A tribal leader criticized the passage of the Indian mascot law passed last year at the State of the Tribes address in the Legislature Thursday, a yearly address that updates lawmakers on Wisconsin tribes’ affairs and concerns.

Laurie Boivin, the Menominee Indian Tribe of Wisconsin leader, criticized Republican lawmakers for approving a law that makes it more difficult to eliminate Indian mascots at schools.

“It was our hope that we would have been able to work with legislators of both parties on finding a balanced approach,” Boivin said to a standing ovation from Democrats who voted against the law. “I believe there was a fairly balanced compromise offered, but it failed to get serious consideration. Our children should not be subjected to inaccurate representations of their cultural identity.”

The Indian mascot law drew criticism from Democrats and the Wisconsin Indian Education Association when it passed last year.

Attorney Sam Hall, who represented the Mukwonago School District in its attempts of keeping its “Indians” mascot, said in a December statement the law “strikes the right balance in ensuring a fair process for review of long-standing nicknames and logos while also still maintaining Wisconsin’s pupil non-discrimination laws.”

Boivin barely mentioned her tribe’s proposed Kenosha casino, which the federal government signed off on but needs approval from Gov.

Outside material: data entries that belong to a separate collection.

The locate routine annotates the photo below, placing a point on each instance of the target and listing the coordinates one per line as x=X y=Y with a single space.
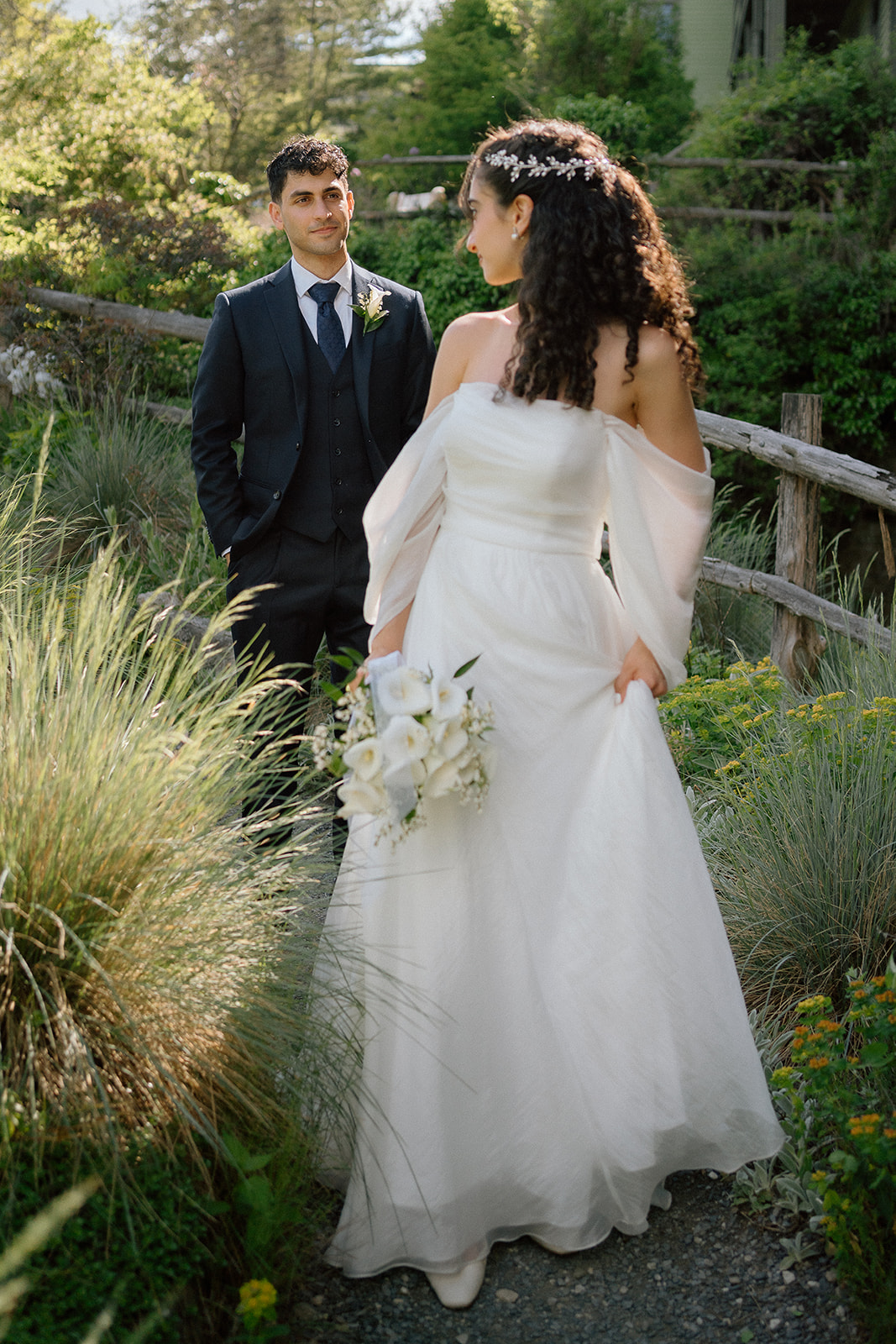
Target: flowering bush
x=403 y=739
x=708 y=719
x=799 y=847
x=841 y=1100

Scott Walker to begin. Two of the state’s tribes oppose the building of the Kenosha casino.

Boivin instead spoke about tribal gaming in her larger theme of addressing poverty among the tribes.

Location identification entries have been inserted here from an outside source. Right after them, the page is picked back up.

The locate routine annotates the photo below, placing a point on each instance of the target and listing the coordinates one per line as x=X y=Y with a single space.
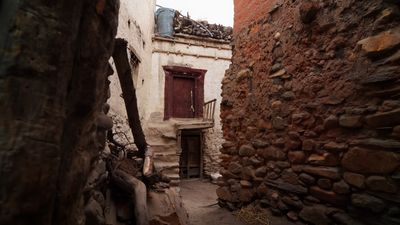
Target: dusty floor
x=199 y=199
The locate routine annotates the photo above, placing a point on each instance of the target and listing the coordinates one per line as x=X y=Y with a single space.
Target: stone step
x=166 y=157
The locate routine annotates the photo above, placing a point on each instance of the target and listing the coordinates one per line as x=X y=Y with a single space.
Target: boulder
x=385 y=119
x=368 y=202
x=367 y=161
x=296 y=157
x=246 y=150
x=354 y=179
x=328 y=172
x=381 y=184
x=316 y=214
x=381 y=43
x=325 y=159
x=350 y=121
x=328 y=196
x=341 y=187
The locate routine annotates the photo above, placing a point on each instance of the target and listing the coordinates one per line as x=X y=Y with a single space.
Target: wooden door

“While Indian gaming has led a few tribes out of poverty, many of our nations continue to struggle with varying degrees of poverty,” Boivin said.

The speech itself is a result of Wisconsin executive order number 39, which was issued by Gov. Jim Doyle in 2004. It recognizes the unique status of the Indian tribes in the state and ensures them the right of existence, self-government and self-determination.

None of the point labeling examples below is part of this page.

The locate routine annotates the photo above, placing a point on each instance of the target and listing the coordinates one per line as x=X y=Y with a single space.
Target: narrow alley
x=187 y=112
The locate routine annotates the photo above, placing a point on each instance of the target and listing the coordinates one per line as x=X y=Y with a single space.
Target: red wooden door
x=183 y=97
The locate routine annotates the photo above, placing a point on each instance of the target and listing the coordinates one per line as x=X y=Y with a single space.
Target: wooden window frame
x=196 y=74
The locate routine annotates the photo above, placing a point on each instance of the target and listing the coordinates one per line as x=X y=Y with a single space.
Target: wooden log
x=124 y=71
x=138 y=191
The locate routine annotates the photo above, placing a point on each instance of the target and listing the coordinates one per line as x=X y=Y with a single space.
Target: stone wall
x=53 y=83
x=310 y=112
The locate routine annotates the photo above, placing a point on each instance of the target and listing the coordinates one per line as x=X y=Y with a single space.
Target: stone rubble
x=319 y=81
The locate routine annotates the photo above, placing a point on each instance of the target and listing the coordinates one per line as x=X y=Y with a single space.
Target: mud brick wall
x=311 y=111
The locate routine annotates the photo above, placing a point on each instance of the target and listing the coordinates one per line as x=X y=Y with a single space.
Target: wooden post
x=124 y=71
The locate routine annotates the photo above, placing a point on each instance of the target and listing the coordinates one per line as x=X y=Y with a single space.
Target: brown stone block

Assembly Speaker Robin Vos, R-Rochester, said the annual tradition is helpful for lawmakers.

“The most important thing that were are doing today is to make sure that we respect the relationship that we have with the sovereign nations of Wisconsin, those first nations, and the state of Wisconsin,” Vos said. “We have done this for years now, and I think it’s an important tradition we all should respect.”